AVIS DE RECOUVREMENT DU TRESOR PUBLIC PREALABLE AUX POURSUITES

Compte tenu qu'au vu de la consultation de plus en plus importante de notre blog "le droit du citoyen", il apparaît que beaucoup d'usagers des services publics des collectivités locales gérés en régie s'interrogent sur la légalité des "avis de recouvrement de redevances pour services rendus", nous rappellerons ci-après quelques textes et conseils. 

« INTERÊTS PRIVES »                         n° 1066 décembre 2004

 

Avis à tiers détenteur : les dérapages du Trésor (Public)

 

« Pas question, dit le juge, d'utiliser à tort et à travers l'avis à tiers détenteur pour recouvrer les amendes.

 

Pour récupérer le montant des impôts impayés, le Trésor Public dispose de plusieurs moyens dont un a tout particulièrement sa faveur : c'est l'avis à tiers détenteur.
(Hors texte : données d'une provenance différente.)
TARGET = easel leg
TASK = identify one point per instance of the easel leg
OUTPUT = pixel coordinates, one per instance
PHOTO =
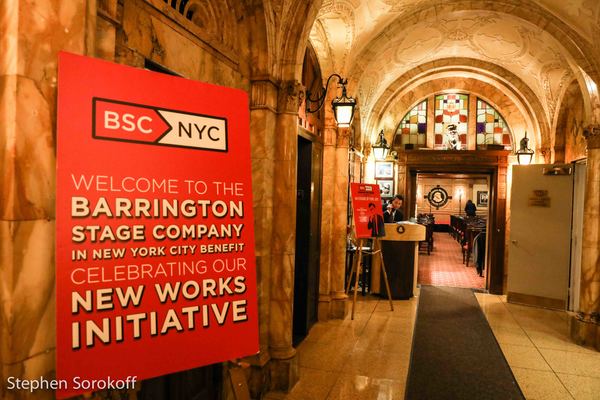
(360, 243)
(387, 284)
(354, 263)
Simple et efficace, sans mise en demeure préalable, cette procédure redoutable lui permet de saisir entre les mains de tiers les sommes d'argent dont ces derniers sont débiteurs envers le contribuable (le plus souvent les comptes bancaires). Pour obtenir la mainlevée, le redevable doit régler sa dette avec toutes ses majorations ainsi que des frais bancaires élevés, parfois plus importants que la dette fiscale.

 

Cette pratique administrative s'avère tellement rentable que le Trésor Public a pris l'habitude de l'utiliser également pour recouvrer des créances d'une autre nature que fiscale et, notamment les amendes de police.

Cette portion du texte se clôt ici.